Letter: Will deploying low-yield nuclear warheads make war more likely?
Published 5:32 am Thursday, February 20, 2020
The 2020 National Defense Authorization Act (NDAA), passed in December by a vote of 477 to 36, allows deployment of the “low yield” W 76-2 (5-7 kilotons) tactical nuclear warhead. They will be added to the Trident II D5 ballistic missiles carried by the Kitsap-Bangor Trident submarines on Hood Canal in Puget Sound about 20 miles northwest of Seattle and the Kings Bay, Georgia, base on the east coast.
The missiles presently carry some combination of large strategic warheads – the W76-1 (100 kilotons) and the W88 (455 kilotons). These Trident missiles are considered the chief U.S. deterrent against a surprise nuclear attack. The Navy claims the Trident’s sole mission is “strategic deterrence.”
Now the Trident will deploy some combination of all three sizes (5, 100, 455 kilotons) tactical and strategic weapons. Many nuclear expertsincluding high ranking military officers, are alarmed at the very dangerous scenario that of a low-yield warheads makes very likely to develop in a tense situation between Russia and the U.S. evolving into a more dangerous conflict:
Mr. Leonard Eiger, chair of the Communication and Outreach Committee of the Ground Zero Center for Nonviolent Action, which has a center on the land next to the Kitsap-Bangor Base, describes it: “The Russians launch a missile strike from Russian Territory against a city controlled by the U.S. forces; initial intelligence reports indicate one missile contained a nuclear warhead.” The president of the U.S. orders a limited retaliatory strike with Trident missiles carrying “low-yield” W76-2 warheads. The Russians have no way of knowing what warheads are on the missile. Nuclear weapons expert Jeffery Lewis of the Middlebury Institute of International Studies has said, “All the Russians are going to see is that a missile that only carries nuclear warheads is heading toward Russia (and would most likely retaliate with powerful long range weapons). …Russian policy, as (President) Vladimir Putin has said many times is not to wait for it to land. Within less than an hour the full-scale nuclear war would be over.”
A number of experts, including retired military officers, said in their 2018 letter urging Congress to reject the low-yield Trident warhead, “nuclear war cannot be controlled. Perhaps the biggest fallacy in the whole argument (for the low-yield warhead) is the mistaken and dangerous belief that small nuclear war would remain small.
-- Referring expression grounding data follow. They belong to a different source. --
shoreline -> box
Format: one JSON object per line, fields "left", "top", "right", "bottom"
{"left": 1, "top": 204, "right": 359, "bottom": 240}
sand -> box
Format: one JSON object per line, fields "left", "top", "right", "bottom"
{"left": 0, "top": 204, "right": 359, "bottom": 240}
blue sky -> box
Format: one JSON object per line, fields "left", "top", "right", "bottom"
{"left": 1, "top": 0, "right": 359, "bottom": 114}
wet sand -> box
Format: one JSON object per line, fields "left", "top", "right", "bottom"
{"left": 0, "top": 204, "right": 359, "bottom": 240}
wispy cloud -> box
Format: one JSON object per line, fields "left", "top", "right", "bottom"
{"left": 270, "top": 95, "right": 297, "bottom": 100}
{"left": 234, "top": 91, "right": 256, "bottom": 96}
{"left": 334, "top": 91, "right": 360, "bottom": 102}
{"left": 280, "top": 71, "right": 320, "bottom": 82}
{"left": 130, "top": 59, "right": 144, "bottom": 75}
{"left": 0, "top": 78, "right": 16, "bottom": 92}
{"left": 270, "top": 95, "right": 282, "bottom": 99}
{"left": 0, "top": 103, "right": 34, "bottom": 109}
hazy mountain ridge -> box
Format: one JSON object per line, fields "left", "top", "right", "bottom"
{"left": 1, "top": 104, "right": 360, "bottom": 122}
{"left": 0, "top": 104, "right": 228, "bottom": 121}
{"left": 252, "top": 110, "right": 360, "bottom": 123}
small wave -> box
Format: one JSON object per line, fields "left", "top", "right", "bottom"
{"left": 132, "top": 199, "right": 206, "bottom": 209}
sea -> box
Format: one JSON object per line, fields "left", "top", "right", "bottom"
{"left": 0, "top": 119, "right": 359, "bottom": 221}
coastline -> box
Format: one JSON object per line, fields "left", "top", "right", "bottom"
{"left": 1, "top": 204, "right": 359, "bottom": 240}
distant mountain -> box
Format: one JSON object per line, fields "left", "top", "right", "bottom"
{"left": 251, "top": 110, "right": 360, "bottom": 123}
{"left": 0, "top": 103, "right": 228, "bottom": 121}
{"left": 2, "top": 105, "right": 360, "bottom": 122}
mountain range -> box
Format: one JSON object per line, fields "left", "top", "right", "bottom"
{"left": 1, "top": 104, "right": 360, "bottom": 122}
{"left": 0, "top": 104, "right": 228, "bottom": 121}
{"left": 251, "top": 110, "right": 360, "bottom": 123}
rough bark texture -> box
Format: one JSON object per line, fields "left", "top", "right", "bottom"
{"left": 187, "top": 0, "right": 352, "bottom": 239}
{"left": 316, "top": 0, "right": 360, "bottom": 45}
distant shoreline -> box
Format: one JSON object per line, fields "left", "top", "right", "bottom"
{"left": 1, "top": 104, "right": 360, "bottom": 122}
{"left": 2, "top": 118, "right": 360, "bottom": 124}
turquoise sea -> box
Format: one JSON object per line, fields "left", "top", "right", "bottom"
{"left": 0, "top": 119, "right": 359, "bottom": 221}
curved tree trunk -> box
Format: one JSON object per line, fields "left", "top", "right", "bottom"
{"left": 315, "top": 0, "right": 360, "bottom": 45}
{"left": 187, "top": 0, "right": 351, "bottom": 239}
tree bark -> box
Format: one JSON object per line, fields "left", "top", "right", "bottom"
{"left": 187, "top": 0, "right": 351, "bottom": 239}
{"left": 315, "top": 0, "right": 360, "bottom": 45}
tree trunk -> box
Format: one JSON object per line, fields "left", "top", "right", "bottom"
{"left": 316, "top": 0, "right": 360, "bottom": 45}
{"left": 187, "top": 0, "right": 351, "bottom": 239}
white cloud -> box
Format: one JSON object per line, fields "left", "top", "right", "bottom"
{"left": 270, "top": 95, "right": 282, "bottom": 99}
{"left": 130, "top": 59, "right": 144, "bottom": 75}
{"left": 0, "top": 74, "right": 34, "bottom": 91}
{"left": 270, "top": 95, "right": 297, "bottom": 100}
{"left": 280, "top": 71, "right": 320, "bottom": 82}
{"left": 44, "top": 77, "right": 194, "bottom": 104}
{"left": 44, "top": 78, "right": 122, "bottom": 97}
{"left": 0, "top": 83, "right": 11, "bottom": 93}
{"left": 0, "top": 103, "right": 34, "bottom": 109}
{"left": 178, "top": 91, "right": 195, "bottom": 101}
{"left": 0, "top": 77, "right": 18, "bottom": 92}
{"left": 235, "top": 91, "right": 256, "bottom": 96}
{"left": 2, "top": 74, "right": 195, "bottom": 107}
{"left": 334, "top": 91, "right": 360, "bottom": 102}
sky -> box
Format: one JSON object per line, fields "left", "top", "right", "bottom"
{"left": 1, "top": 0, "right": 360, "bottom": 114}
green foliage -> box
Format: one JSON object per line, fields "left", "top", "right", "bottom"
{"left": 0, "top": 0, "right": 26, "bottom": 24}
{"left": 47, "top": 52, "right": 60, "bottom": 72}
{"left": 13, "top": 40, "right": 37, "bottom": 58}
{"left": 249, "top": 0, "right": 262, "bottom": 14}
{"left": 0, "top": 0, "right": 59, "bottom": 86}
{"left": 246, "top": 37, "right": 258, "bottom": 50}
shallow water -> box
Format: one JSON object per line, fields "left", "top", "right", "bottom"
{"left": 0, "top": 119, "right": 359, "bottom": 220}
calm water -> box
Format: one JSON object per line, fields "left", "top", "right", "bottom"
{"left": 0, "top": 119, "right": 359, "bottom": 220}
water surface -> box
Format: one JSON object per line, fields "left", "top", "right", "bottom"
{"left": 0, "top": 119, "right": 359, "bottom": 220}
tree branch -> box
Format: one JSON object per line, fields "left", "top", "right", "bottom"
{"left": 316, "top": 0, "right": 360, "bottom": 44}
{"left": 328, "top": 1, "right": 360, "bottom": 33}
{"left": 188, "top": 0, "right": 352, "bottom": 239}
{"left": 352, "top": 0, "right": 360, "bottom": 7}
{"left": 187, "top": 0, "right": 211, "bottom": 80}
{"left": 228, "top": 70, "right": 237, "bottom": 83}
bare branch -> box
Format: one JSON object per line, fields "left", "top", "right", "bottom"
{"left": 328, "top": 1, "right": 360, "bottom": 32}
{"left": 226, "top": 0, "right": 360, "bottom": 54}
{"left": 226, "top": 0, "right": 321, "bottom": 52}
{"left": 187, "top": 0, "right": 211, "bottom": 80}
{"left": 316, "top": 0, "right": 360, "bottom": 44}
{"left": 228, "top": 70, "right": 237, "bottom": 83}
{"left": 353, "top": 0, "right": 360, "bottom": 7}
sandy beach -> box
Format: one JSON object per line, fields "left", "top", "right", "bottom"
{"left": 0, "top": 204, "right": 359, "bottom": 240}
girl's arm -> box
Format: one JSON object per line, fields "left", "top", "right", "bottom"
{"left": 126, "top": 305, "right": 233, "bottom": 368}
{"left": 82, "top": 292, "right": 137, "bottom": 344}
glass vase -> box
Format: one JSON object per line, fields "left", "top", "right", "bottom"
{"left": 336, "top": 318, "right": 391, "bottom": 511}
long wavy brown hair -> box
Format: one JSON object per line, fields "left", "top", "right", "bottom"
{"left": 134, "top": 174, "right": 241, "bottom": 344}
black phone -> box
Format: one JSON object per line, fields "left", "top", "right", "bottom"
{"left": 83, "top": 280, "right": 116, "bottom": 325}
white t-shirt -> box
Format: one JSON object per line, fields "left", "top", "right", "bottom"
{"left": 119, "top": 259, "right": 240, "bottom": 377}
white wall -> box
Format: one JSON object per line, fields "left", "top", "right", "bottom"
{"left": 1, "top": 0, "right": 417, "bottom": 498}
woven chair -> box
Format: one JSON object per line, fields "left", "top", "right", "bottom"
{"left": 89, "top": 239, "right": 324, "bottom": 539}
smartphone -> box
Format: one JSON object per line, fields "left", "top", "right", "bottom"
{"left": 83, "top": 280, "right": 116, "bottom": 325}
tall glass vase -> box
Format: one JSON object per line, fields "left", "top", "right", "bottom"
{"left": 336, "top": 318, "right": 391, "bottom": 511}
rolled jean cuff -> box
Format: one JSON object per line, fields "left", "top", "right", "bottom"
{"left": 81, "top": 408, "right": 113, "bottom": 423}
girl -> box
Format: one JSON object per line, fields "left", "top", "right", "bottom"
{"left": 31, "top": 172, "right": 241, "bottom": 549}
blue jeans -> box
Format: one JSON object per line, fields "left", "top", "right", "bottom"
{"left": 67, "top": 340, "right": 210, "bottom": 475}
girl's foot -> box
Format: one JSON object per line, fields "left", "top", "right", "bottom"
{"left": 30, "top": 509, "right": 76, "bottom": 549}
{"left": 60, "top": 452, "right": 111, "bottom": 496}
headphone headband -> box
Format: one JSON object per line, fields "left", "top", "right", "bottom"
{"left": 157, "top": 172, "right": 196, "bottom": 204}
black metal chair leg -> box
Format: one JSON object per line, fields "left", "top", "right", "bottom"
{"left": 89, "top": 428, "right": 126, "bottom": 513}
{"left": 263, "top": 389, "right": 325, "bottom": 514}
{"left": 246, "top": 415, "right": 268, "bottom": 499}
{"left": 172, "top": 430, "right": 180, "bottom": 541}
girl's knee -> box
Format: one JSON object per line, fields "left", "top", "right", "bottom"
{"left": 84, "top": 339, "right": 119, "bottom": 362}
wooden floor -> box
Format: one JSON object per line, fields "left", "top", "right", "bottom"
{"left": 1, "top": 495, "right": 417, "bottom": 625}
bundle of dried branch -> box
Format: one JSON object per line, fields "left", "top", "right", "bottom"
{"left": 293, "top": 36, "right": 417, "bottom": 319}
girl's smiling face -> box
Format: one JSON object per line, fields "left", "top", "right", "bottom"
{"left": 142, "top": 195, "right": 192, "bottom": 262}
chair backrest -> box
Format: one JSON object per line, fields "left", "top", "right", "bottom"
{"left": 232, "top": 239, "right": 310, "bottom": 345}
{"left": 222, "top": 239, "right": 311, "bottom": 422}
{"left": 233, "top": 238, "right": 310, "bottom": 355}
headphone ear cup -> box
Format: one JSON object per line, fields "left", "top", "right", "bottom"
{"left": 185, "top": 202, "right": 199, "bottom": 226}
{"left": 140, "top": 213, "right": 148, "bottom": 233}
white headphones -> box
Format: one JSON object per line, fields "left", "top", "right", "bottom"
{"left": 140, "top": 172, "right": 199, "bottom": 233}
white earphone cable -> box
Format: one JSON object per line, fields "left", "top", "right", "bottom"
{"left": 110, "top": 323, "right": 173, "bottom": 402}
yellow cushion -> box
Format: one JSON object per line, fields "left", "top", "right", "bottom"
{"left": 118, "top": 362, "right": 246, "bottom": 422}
There is no basis for the dubious theory that if Russia uses exchange of “low-yield” nuclear weapon and the United States responded in kind, the conflict could stay at that level.”
Pope Francis has also spoken out against the nuclear weapons. In his speeches and homilies during his trip to Japan in 2019, he stressed that protecting all life and providing peace and security for all will be realized only through true global solidarity, honest collaboration and sustained effort from all. Speaking at the Peace Memorial in Hiroshima, he said, “I wish once more to declare that the use of atomic energy for the purposes of war is today, more than ever, a crime not only against the dignity of human beings but against any possible future for our common home. We have to acknowledge the resources spent and the illnesses and death directly caused by the nuclear weapons industrial complex.”
Pope Francis has committed the Catholic Church to continue “working to support the principal international legal instruments of nuclear disarmament and non-proliferation, including the Treaty on the Prohibition of Nuclear weapons” reports Rodney Brunelle, who leads overpass bannering at Ground Zero. The Vatican was one of the first nation states to ratify the United Nations Treaty in 2017. Currently, there are 80 signatures and 34 nations have already ratified it. With 16 more ratifications, any activity involving nuclear weapons will be illegal.
We all need to help bring hope to the world by working to create in all countries the resources that allow all humans in all countries to live in dignity. Last October ,on the eve of the trial of the Kings Bay Plowshares 7, more than 100 friends and supporters traveled from across the United States to join in a festival of hope for a nuclear-free future. Fr. Steve Kelly, one of the 7 convicted for entering Kings Bay Submarine Base to oppose nuclear weapons and who has now been in federal prison more than 10 years, wrote from jail to be read to the 100 plus “hope is sustained every time we act together for a nuclear-free future.”